A BMJ paper looked at this topic, which has been heavily encouraged in some medical circles, not least the manufacturers of equipment and purchasers keen to allow hospitals to undertake complex tasks under supervision.

They point up once again the great dearth of good cost-benefit studies available in research.

They systematically reviewed cost benefit studies of telemedicine by carrying out a systematic review of English language, peer reviewed journal articles. They searched for data in Medline, Embase, ISI citation indexes, and database of Telemedicine Information Exchange.

They found 55 of 612 identified articles that presented actual cost benefit data. They measured the scientific quality of reports assessed by use of an established instrument for adjudicating on the quality of economic analyses.

557 articles without cost data were categorised by topic. 55 articles with data were initially categorised by cost variables employed in the study. Only 24/55 (44%) studies met quality criteria justifying inclusion in a quality review, with 20/24 (83%) restricted to simple cost comparisons.

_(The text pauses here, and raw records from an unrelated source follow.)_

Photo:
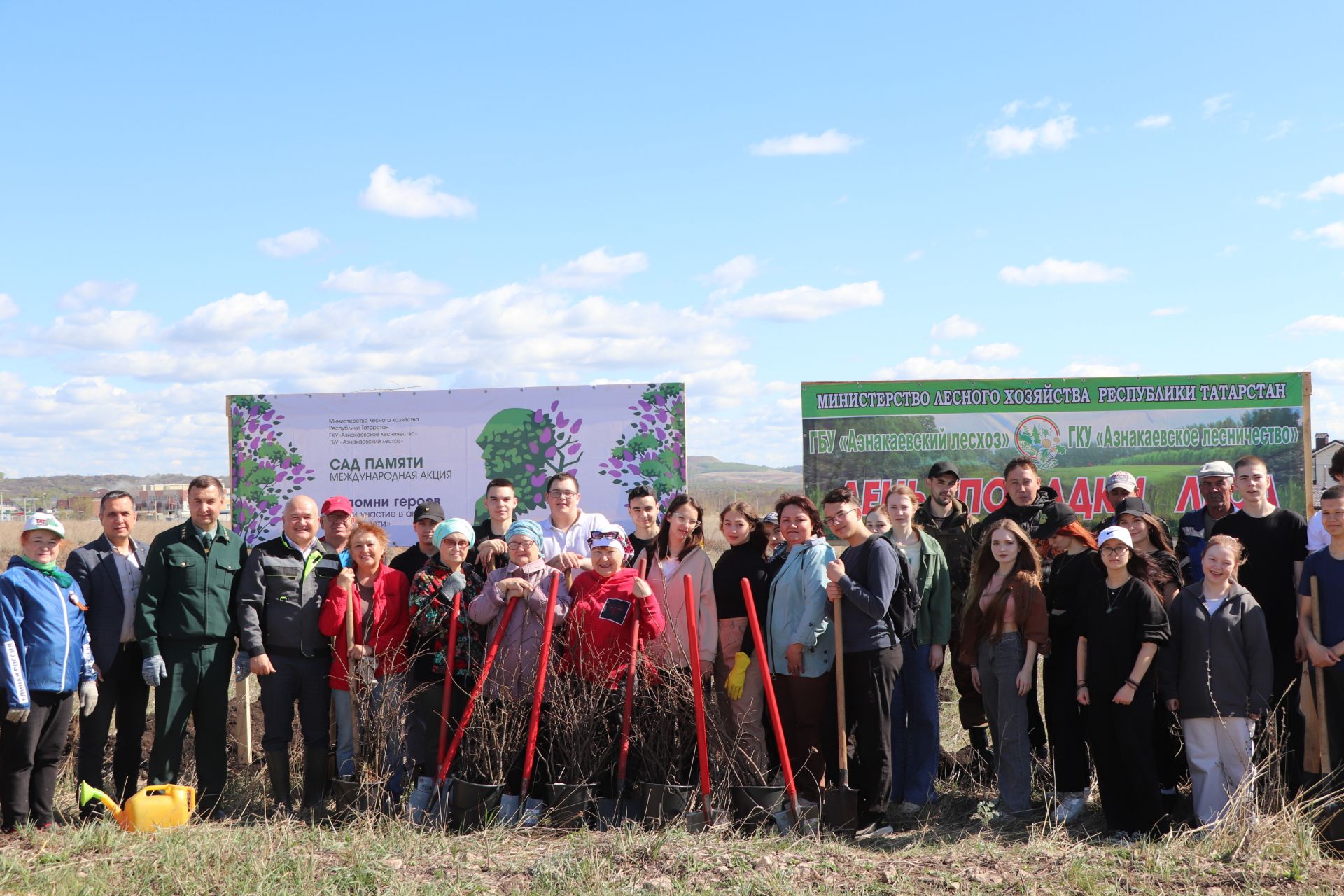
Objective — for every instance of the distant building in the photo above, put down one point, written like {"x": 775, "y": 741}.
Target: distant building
{"x": 1322, "y": 457}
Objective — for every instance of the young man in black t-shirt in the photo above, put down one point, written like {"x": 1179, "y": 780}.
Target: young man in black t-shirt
{"x": 1276, "y": 546}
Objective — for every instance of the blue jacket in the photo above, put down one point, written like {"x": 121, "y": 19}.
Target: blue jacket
{"x": 42, "y": 636}
{"x": 797, "y": 612}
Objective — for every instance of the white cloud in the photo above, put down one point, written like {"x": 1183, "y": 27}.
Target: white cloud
{"x": 412, "y": 198}
{"x": 1009, "y": 140}
{"x": 955, "y": 327}
{"x": 1057, "y": 270}
{"x": 806, "y": 302}
{"x": 375, "y": 281}
{"x": 104, "y": 328}
{"x": 1214, "y": 105}
{"x": 1332, "y": 186}
{"x": 1331, "y": 234}
{"x": 1315, "y": 324}
{"x": 1154, "y": 122}
{"x": 825, "y": 144}
{"x": 234, "y": 318}
{"x": 96, "y": 293}
{"x": 995, "y": 352}
{"x": 296, "y": 242}
{"x": 732, "y": 276}
{"x": 596, "y": 269}
{"x": 1282, "y": 130}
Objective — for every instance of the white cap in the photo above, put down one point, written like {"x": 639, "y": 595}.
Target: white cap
{"x": 45, "y": 522}
{"x": 1114, "y": 533}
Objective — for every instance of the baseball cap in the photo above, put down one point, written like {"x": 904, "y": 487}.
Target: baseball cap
{"x": 337, "y": 504}
{"x": 1123, "y": 480}
{"x": 1136, "y": 505}
{"x": 941, "y": 468}
{"x": 1215, "y": 468}
{"x": 1114, "y": 533}
{"x": 428, "y": 511}
{"x": 1054, "y": 517}
{"x": 45, "y": 522}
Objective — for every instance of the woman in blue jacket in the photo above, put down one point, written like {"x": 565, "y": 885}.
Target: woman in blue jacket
{"x": 46, "y": 662}
{"x": 802, "y": 644}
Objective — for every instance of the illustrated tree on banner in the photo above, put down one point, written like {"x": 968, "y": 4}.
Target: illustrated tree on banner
{"x": 527, "y": 448}
{"x": 267, "y": 470}
{"x": 652, "y": 451}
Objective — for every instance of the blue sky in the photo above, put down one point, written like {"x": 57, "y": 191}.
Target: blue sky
{"x": 741, "y": 195}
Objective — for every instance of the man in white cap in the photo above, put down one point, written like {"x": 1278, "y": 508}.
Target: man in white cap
{"x": 1196, "y": 527}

No study used cost utility analysis, the conventional means of establishing the “value for money” that a therapeutic intervention represents. Only 7/24 (29%) studies attempted to explore the level of utilisation that would be needed for telemedicine services to compare favourably with traditionally organised health care. None addressed this question in sufficient detail to adequately answer it. 15/24 (62.5%) of articles reviewed provided no details of sensitivity analysis, a method all economic analyses should incorporate.

Overall they conclude that there is no good evidence that telemedicine is a cost effective means of delivering health care. Their findings suggest that all new telemedicine enterprises should be put on hold unless there is a research element within the project looking at detailed cost-benefit analyses.